Harry Nilsson’s Grammy award winning song, “Everybody’s Talking at Me,” has been stuck in my head all day, specifically the lyric: Everybody’s talking at me, I don’t hear a word they’re saying, only the echoes of my mind.
I actually met Harry Nilsson years ago when I managed a restaurant in Southern California called Severino’s. Nilsson’s sister and her partner, Severino Surace, owned the place.
Nilsson decided to make a surprise visit to his sister and walked into the restaurant one busy Saturday night. He bypassed the Maitre D, walked into the bar, and started playing the piano. I didn’t recognize him, so I did what any attentive restaurant manager would do: I officiously insisted that a Grammy award winning singer/songwriter get up from the piano and stop disturbing the other patrons.

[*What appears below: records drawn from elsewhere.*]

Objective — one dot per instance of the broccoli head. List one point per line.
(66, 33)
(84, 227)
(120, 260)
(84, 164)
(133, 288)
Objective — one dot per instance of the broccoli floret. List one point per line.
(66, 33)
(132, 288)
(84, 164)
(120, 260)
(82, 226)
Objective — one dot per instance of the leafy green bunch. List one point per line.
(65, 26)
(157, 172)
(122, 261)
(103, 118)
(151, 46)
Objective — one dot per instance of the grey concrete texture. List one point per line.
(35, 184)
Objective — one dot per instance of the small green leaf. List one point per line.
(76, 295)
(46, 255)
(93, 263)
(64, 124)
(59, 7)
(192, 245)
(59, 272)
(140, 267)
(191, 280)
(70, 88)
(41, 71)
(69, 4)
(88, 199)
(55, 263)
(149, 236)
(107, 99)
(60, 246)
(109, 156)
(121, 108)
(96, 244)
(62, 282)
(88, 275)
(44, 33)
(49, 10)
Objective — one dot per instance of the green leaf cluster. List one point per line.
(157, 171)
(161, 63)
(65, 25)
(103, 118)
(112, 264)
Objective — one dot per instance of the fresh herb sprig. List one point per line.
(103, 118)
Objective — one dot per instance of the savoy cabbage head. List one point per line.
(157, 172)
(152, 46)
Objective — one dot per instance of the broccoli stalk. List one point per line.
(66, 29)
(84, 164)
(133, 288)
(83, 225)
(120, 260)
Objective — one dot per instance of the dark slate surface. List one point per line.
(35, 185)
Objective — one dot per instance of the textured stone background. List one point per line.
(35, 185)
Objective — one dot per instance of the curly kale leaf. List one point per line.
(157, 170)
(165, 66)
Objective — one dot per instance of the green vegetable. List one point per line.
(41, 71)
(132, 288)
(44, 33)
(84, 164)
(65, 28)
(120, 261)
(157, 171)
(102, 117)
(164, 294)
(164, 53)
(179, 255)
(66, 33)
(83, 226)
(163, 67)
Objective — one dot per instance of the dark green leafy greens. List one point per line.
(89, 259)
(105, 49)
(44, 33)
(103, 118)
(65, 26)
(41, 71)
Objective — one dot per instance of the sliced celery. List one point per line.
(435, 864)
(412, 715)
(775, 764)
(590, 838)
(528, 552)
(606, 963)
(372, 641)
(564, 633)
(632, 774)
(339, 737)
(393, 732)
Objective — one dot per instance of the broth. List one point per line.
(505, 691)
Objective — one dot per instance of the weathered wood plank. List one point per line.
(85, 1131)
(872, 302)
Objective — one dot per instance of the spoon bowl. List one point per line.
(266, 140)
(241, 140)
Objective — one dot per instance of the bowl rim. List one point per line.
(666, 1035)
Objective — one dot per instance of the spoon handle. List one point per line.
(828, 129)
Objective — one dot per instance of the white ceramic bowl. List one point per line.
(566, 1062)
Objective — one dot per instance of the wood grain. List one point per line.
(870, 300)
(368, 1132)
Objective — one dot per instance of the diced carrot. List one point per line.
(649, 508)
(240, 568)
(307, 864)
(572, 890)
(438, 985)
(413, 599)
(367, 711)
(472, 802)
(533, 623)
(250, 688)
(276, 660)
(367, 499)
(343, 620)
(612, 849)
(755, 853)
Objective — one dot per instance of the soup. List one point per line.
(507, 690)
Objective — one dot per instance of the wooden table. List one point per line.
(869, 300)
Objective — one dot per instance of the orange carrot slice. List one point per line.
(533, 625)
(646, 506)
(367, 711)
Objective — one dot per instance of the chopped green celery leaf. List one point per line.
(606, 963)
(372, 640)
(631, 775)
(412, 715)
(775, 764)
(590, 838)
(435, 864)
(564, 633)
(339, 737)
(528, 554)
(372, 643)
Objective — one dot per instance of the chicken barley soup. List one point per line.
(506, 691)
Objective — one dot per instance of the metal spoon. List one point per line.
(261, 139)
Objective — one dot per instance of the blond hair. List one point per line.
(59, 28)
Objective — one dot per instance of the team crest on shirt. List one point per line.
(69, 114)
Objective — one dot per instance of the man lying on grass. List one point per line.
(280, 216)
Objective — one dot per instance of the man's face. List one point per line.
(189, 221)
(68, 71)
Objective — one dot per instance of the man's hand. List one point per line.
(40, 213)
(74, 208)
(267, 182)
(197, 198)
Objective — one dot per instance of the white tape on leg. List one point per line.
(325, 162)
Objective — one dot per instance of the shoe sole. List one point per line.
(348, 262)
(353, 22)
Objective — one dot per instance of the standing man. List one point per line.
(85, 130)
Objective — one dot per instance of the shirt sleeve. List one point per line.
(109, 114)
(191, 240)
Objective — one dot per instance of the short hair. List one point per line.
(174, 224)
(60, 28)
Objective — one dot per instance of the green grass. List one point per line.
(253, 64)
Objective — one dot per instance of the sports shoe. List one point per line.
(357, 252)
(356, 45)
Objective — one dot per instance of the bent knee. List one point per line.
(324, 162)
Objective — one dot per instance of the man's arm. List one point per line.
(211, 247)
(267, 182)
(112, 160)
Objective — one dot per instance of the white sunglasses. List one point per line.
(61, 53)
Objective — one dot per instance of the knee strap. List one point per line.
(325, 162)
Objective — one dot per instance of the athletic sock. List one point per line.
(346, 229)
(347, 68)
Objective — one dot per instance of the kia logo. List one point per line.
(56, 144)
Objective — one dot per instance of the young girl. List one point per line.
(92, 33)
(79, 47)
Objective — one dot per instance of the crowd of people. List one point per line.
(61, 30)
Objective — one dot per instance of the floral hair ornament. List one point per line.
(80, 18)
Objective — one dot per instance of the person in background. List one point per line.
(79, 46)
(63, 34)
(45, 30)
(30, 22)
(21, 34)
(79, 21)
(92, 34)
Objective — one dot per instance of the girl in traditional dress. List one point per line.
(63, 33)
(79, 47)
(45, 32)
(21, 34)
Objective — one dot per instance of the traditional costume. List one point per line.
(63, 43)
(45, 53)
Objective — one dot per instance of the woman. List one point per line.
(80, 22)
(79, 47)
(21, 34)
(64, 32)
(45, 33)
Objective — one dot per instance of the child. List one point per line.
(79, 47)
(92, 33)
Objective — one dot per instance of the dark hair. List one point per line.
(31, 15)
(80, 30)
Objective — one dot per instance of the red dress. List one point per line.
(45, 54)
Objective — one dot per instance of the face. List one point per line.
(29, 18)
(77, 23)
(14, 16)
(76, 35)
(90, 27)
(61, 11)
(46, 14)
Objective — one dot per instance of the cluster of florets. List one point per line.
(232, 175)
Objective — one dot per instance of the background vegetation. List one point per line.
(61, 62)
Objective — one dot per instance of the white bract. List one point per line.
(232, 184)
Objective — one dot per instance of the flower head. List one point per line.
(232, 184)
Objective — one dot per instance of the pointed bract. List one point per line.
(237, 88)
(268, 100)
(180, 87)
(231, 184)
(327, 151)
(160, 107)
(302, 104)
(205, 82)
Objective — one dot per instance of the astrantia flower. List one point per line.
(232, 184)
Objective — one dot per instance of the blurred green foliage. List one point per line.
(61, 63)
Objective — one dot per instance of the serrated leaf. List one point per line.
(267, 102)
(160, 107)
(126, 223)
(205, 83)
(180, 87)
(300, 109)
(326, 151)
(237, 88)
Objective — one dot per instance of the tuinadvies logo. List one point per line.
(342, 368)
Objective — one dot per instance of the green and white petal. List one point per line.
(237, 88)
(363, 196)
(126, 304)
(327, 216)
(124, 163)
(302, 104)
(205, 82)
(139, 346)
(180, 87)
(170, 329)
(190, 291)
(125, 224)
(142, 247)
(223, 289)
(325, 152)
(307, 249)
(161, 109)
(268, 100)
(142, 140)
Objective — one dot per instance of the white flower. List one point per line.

In my defense, he wasn’t exactly dressed for a night out at a high-end Italian restaurant. Luckily, Severino intervened before it turned into an argument by walking up to us and giving Harry Nilsson a big bear hug. Severino introduced me to Harry, after which I made some sort of lame apology and beat a hasty retreat to the kitchen.
As I told the story of my Harry Nilsson encounter to a few of my Saybrook University cohorts this week at the school’s residential conference in San Francisco, I recognized that I had acted out the song title by “talking at” Nilsson. Now that I can’t shake the song, I find myself thinking a lot about the prevalence of “talking at” as opposed to, for example, “talking with.” We’re eager to influence one another; our causes are noble as we aim our speech at one another.
Earlier this week, I worked with a group of insight strategists for a consumer product goods (or CPG) company. This group typically analyzes consumer behaviors and trends so that they can help the company predict the impact of things, like marketing campaigns or changes in packaging. In our discussions about how to work more collaboratively with other business functions, we kept coming back to the simple fact that the insights group wanted more influence. They wanted to know how to use their data and expert judgment to get their way. All the departments of the CPG company talked at each other. They talked at each other brilliantly with PowerPoint slides serving as the “talking at” talkers’ weapon of choice.
Someone with more training in psychology or neuroscience will have to help me understand our drive to influence. In the meantime, I want to share a thought about influence—and yes, I get the irony of complaining about “talking at” through the medium of “writing at.”
Maybe it’s just me, but when I detect someone’s uninvited intention to influence my perspective, I’m less inclined to focus on what’s being said and more inclined to focus on what I think about what’s being said. When I focus on what I’m thinking and you focus on what you’re thinking, we’ll be talking at each other not with each other.
Keith Johnstone—teacher, author, and iconoclastic authority on improvisational theater—offered keen insight on how to shift your attitude to increase the odds for influence to happen.
“We shouldn’t tell actors to listen,” Johnstone wrote in Impro for Storytellers. “It just confuses them and they don’t know what to do. Rather, we should say, be altered by what’s said.”
Maybe when we all learn to enter into conversations with an intention to be influenced by what we hear, we’ll all—paradoxically—become more influential.